Хотя всё, из-за чего начинались столкновения, уже сгинуло в пламени, беспорядки не утихали. Мало того, всё новые и новые люди вовлекались в безумную схватку. Сражение развернулось даже в заливе. Повстанцы предприняли вылазку, и несколько вражеских кораблей обернулись кострами, осветив Золотой Рог. Зато на суше латиняне начали понемногу теснить нападавших к городской стене.
Десятники, пересытившись зрелищем, а скорее опасаясь, что птохи могут припомнить кое-какие обиды и стражникам, отправили гонцов к начальству. Как бывает в подобных обстоятельствах, того на месте не оказалось. Порученцы разбежались по городу. Сотники, поднятые с постелей любовниц, ругались, требовали подтверждения донесений, и только убедившись, что дело действительно серьёзное, отправляли доклады выше.

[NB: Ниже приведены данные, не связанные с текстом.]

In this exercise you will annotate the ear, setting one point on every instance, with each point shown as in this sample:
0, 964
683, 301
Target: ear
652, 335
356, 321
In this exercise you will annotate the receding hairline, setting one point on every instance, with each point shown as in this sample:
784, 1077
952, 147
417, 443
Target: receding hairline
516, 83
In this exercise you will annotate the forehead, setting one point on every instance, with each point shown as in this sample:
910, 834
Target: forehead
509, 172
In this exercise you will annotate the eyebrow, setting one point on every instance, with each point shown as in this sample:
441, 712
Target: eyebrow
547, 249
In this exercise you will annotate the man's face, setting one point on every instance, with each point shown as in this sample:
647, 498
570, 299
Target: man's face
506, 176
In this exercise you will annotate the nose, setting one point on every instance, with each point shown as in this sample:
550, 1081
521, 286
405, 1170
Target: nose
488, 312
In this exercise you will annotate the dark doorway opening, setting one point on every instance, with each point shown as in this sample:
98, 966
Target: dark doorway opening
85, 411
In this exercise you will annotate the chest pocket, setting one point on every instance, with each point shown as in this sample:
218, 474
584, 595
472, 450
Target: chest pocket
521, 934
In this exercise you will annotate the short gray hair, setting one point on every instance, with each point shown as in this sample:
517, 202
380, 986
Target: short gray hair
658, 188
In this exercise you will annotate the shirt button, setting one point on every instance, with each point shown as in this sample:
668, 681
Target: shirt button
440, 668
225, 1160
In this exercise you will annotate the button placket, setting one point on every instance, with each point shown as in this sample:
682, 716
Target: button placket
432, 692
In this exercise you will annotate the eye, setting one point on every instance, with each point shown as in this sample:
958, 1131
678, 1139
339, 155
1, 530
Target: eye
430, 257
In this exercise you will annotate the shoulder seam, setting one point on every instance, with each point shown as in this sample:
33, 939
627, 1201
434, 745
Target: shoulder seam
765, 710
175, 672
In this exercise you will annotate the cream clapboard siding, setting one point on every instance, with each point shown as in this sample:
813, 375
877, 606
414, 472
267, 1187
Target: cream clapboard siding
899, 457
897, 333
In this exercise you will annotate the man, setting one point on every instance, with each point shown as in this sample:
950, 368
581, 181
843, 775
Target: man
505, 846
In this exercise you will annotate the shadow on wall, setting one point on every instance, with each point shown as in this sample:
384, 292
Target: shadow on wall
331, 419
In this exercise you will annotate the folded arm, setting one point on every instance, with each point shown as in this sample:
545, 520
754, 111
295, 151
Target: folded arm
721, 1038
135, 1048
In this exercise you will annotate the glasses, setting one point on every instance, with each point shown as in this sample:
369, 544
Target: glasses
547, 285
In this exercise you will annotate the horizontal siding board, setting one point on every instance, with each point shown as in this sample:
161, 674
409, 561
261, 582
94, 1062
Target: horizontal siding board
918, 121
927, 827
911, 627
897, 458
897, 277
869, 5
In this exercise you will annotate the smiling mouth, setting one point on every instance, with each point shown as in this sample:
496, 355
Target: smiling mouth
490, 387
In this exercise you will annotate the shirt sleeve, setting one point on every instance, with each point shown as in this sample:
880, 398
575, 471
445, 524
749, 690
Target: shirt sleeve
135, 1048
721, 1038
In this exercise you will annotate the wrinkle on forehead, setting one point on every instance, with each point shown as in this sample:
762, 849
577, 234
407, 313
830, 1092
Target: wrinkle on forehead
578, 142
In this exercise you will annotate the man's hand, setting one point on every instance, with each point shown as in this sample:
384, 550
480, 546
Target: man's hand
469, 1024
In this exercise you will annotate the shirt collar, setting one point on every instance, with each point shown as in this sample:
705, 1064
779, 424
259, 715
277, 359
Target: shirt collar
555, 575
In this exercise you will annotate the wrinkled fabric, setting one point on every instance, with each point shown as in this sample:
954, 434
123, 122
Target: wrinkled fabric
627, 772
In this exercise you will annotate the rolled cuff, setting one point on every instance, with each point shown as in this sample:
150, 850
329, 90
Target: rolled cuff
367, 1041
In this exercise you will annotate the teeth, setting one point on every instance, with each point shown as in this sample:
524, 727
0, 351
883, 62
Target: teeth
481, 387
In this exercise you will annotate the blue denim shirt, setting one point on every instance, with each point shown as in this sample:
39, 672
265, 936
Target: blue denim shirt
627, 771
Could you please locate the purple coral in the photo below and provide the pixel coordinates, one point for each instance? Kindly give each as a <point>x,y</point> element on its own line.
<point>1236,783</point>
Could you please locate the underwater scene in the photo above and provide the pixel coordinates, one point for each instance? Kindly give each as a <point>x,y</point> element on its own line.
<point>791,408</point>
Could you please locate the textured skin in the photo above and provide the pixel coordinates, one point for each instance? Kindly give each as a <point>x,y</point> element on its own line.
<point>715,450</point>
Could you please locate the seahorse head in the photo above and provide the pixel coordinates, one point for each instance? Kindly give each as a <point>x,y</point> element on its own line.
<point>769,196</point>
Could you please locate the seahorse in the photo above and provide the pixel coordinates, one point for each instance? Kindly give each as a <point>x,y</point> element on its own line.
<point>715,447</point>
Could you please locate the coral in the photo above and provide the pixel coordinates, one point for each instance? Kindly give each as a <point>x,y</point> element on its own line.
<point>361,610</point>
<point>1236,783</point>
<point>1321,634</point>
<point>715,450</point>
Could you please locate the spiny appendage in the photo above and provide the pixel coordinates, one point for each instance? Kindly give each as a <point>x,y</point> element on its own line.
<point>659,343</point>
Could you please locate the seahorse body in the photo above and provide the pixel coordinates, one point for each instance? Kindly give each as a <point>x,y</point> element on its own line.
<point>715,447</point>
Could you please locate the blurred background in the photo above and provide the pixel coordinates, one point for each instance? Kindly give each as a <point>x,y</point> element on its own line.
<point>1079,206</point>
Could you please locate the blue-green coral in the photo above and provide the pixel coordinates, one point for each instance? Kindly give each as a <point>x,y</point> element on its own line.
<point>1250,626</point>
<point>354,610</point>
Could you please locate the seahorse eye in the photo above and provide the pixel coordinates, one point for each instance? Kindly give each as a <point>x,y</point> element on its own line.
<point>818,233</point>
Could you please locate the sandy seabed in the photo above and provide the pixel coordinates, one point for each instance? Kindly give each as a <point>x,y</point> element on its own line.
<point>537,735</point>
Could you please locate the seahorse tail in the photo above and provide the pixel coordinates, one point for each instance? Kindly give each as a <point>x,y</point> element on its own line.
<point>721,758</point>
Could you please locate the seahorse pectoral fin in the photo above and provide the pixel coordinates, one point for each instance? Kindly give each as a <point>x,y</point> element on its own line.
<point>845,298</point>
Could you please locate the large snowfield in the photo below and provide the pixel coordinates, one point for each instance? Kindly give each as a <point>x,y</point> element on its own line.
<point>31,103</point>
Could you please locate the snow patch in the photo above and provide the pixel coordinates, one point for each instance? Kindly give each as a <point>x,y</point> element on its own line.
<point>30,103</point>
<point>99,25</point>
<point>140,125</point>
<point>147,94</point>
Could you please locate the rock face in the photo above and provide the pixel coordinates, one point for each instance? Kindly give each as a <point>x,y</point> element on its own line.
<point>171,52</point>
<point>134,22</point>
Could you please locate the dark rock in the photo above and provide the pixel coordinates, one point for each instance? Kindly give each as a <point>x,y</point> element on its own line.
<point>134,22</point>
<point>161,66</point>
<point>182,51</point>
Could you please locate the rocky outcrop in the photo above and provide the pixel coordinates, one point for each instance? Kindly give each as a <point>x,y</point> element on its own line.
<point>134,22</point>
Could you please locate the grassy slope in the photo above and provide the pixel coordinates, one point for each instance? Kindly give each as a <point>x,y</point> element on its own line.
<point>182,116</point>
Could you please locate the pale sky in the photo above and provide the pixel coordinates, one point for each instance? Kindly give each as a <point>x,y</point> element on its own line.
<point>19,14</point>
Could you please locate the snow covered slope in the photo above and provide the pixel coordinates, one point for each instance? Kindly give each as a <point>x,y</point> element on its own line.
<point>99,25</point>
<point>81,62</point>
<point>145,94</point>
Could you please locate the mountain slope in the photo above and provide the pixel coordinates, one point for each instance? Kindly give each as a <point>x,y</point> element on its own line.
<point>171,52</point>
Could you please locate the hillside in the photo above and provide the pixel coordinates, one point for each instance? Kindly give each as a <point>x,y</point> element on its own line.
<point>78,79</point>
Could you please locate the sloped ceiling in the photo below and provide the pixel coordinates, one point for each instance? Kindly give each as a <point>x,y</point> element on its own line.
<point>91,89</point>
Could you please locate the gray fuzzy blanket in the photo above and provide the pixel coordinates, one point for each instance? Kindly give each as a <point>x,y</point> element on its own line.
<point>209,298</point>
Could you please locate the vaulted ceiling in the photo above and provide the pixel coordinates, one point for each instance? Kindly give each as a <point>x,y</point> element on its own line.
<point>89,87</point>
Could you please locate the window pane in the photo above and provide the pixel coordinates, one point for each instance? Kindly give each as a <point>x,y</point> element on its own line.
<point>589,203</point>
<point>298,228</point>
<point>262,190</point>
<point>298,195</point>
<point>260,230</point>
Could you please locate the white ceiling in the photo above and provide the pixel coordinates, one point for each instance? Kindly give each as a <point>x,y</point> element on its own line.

Ближе к полуночи весть о восстании, наконец, достигла дворца. Императора долго не решились будить. Гражданские и военные чины переругались. Первые призывали вывести на улицы войска, вторые перекладывали ответственность на эпарха и его стражу. Когда же василевса подняли с ложа, тот вдруг решил сперва помолиться. Он направился в храм, оставив чиновников растерянности.
Скоморох украдкой покинул порядки своих земляков, когда те бросились на приступ злосчастного дома. Он успел прошмыгнуть в город, и уже будучи в безопасности, оглядываясь за спину, видел, как к воротам подходили отряды ночной стражи. Тревога за судьбу товарищей призывала его повернуть назад. Он даже остановился на миг в раздумьях. Но, мотнув головой, продолжил путь.
В самом Константинополе было относительно спокойно. Крупных стычек здесь не велось. Обыватели попрятались по домам. Патрули отступили к Преторию, укрылись за стенами многочисленных дворцов, храмов или в башнях стены. Они ожидали подкрепления. Предоставленные сами себе сумконоши разбойничали без злобы, повинуясь больше стихийному порыву, чем гневу. Мелкие их шайки разбегались по переулкам, сея смуту криками и кое-где поджигая дома.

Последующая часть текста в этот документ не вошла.